There will be questions on the Real Estate License Exam about the GRM technique. *The Gross Rent Multiplier* (GRM) technique for estimating value is based on the idea that a property value can be calculated as a multiple of the gross rent. The formula states this succinctly:

Gross rent x GRM (factor) = value estimate

The gross rent is the monthly income of the building with no deductions for expenses. Another rent factor is called the g*ross income multiplier* (GIM). In this case, the income used is gross annual rent rather than monthly. Other than that, all the formulas and resulting values are the same.

You’re now correctly asking, “So where do I get the GRM factor?” As with all the data appraisers use, they calculate it based on the market. After getting all the information needed on the subject property, the appraiser researches the market for that type of property, which is usually the local market, to obtain a number of comparable sales.
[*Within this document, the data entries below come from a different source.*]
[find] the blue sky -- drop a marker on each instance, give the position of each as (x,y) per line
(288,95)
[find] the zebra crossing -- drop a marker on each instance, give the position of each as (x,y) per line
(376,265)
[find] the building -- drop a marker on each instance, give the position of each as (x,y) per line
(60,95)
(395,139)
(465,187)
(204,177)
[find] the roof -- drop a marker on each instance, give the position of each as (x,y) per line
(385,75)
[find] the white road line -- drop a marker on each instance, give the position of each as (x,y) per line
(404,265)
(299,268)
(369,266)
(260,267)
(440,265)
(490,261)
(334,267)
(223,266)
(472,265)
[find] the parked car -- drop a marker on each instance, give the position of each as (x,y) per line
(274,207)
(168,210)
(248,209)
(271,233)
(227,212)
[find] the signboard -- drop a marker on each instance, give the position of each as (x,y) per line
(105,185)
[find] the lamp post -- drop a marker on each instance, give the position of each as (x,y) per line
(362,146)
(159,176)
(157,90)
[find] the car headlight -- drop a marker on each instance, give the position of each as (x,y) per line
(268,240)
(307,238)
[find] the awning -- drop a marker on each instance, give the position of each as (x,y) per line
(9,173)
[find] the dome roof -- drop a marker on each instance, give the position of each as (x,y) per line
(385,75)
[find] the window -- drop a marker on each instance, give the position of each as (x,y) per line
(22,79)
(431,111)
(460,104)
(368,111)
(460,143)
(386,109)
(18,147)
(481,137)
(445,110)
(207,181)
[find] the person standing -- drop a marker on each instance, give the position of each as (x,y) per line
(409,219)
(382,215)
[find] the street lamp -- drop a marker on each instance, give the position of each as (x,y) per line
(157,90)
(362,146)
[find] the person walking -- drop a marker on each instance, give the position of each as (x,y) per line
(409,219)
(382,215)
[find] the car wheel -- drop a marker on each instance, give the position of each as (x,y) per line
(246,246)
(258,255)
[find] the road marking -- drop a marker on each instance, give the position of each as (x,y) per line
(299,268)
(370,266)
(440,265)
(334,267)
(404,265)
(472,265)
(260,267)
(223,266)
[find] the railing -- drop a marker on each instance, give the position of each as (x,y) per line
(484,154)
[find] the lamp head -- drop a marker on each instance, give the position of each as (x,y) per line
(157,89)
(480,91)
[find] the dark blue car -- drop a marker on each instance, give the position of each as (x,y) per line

*Comparable sales* are recent sales of similar buildings. After locating a number of similar buildings, the appraiser needs to find the sales price and the gross income of each building. By dividing the sales price of the building by the gross rent, the appraiser obtains a gross rent multiplier for each of the comparables. If the buildings are similar, the gross rent multipliers also will be similar numbers.

Say you’re appraising a three-unit residential rental property. The gross monthly rent of this property is $600 per apartment or $1,800 per month for the whole building. You research similar buildings and find three comparable properties that are in the same location, approximately the same size, and that generate approximately the same gross monthly rent. The data is shown here:

Sale price | Gross monthly rent |
---|---|

$200,000 | $2,000 |

$180,000 | $1,800 |

$190,000 | $1,900 |

You now apply the formula for finding the GRM to this data.

Sales price ÷gross monthly rent = GRM

Applying the formula to the example data, you find that the GRM for each of the comparables would be 100, which means that the comparable buildings each sold for a price that was 100 times its gross monthly rent. The final step is to apply the value formula to the subject property:

Gross monthly rent x GRM = value estimate

$1,800 x 100 = $180,000

The GRM method is particularly useful for small-income-producing properties, such as one-to-four-family houses.